Behind closed doors, Vindman testified before House impeachment investigators for more than 10 hours last week. He was the first witness who listened to the July call with the leader of Ukraine to go under oath. He testified that he was deeply troubled by it, reported those concerns to the top National Security Council lawyer within hours and also said some of the changes he tried to make to the since-published transcript were left out, though he didn't say why.
Since his appearance, Trump has attempted to sow doubt about Vindman's political ties, calling him a "Never Trumper witness" and implying more information would be revealed about him in the coming days.
"Well, you'll be seeing very soon what comes out and then you can ask the question in a different way," Trump said Sunday without elaborating.
He has declined to provide any evidence to back up his claims and the White House has not responded to a request for comment.
Despite the attacks, Vindman has been seen in his office at the Eisenhower Executive Office Building next door to the White House every day since he testified. The other National Security Council official who testified, Tim Morrison, announced last week that he would leave the administration in the coming days.
After Vindman testified, several of the President's allies came under fire for implying he was loyal to Ukraine, where he was born but left for the United States when he was three. Vindman is an Army officer who awarded a Purple Heart after being wounded by a roadside bomb in Iraq, and he still carries shrapnel from the attack in his body.
In recent days, Trump has also escalated his attacks on the whistleblower at the center of the impeachment inquiry, implying the person is politically motivated and urging reporters to disclose their identity.

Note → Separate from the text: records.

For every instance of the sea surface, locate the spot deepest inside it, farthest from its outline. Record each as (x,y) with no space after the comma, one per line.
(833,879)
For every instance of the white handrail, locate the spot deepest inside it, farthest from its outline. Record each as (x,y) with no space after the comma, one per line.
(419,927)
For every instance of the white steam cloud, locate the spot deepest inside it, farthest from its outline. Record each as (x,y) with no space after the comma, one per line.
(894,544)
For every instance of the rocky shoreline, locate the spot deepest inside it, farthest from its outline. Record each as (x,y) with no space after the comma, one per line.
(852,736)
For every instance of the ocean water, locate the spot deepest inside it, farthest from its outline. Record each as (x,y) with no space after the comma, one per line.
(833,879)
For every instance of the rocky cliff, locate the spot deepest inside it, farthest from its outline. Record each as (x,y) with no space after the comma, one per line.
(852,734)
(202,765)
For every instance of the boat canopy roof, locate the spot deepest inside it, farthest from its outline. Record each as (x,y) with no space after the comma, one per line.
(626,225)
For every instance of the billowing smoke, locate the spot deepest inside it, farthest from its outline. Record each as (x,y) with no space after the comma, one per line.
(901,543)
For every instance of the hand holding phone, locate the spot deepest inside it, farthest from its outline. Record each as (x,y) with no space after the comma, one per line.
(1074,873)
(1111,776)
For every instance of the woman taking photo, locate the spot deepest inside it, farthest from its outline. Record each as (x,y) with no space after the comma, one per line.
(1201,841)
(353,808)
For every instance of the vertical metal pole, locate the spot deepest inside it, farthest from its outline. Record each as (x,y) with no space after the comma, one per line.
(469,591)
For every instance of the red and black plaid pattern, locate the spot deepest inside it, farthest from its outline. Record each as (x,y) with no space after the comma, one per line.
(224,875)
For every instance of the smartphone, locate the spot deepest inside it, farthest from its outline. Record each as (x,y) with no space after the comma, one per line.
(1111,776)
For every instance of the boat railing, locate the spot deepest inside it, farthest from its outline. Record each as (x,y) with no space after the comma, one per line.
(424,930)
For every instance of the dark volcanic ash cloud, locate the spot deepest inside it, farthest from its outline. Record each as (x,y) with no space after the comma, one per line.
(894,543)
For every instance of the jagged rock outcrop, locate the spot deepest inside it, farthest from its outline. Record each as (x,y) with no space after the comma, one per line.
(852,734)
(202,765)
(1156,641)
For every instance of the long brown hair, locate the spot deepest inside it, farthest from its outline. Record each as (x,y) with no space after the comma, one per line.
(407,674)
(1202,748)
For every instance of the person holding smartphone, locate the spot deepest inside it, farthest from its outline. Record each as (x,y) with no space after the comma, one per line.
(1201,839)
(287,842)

Trump asserted Monday that the offer for the unnamed individual to submit written answers to Republican lawmakers -- which the person's attorney offered over the weekend -- would not be sufficient.
"The Whistleblower gave false information & dealt with corrupt politician Schiff," Trump tweeted. "He must be brought forward to testify. Written answers not acceptable! Where is the 2nd Whistleblower? He disappeared after I released the transcript. Does he even exist? Where is the informant? Con!"
The President had a different view on written answers when he submitted his own to the former special counsel Robert Mueller as he was conducting his investigation into Russian interference in the 2016 election. Trump refused to sit for an interview with Mueller and only answered questions about his actions before he took office.
Trump's attempts to undermine the whistleblower's credibility come as House investigators have spoken to roughly a dozen witnesses about his efforts to pressure the government of Ukraine.